Parents, community members, and local artists will offer “a free full day of informal, engaging childcare – nature walks, art activities, silent reading, free play – with lunch provided” at Nichols Park, according to an e-mail to community members.

At 55th and Kimbark, the park is a couple blocks from Ray School, 5631 S. Kimbark, which CPS has designated as one of 144 “contingency sites” where students can get meals and supervision.

One difference:  while CPS sites will be open from 8:30 a.m. to 12:30 p.m., Camp Solidarity will be open until 3:30 p.m.

At CPS sites, children will be in “a babysitting situation with tons of kids they don’t know, and for just a half day,” said local artist and Ray parent Laura Shaeffer.  “Where are the kids going to go after lunch?”  Other childcare options cost money, she pointed out..

Activities planned for day one include tree identification, gardening, singing and drumming, sign painting and chalk painting, and storytelling, she said.

Parents will be leafleting outside Ray to inform families dropping children off that they have a local alternative, said Joy Clendenning, who has children in three CPS schools including Ray.

“I don’t blame families who need to make sure their children are in a safe environment, but I don’t like how CPS is putting people in the position of having to cross a picket line,” she said.  “I wish they’d worked with churches and park districts and not decided to open schools during the strike.”

She added: “I think solidarity with the teachers is really important.”

According to the e-mail notice, “In their fight for a fair contract,” CTU “is advocating for better learning conditions for all of our school children.”

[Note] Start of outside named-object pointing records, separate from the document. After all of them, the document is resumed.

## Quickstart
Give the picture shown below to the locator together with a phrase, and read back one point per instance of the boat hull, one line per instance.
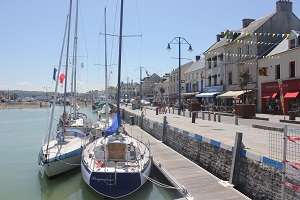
(115, 185)
(59, 166)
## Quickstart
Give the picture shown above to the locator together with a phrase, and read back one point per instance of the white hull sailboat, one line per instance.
(59, 156)
(116, 164)
(62, 152)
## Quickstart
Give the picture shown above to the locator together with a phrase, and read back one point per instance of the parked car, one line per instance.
(145, 103)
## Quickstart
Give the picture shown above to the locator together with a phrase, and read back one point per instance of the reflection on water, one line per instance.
(21, 135)
(71, 186)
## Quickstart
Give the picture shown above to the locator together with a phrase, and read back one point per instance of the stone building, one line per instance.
(236, 52)
(280, 65)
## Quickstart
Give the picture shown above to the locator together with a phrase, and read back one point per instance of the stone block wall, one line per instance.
(259, 177)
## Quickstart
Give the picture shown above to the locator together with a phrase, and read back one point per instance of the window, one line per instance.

At Ray, “teachers have really been talking to parents – the PTA and LSC have held coffees for parents and teachers, so parents really understand the issues,” said Hannah Hayes, another CPS parent.

“Parents understand the issue of class size,” she said.  “That’s something parents really get.”

Class size “is a big issue at Ray,” said Clendenning.  Because class size guidelines are based on school-wide averages, there have been classes there with as many as 40 students, she said.

Ray was attended by the children of U.S. Education Secretary Arne Duncan when he was chief of CPS.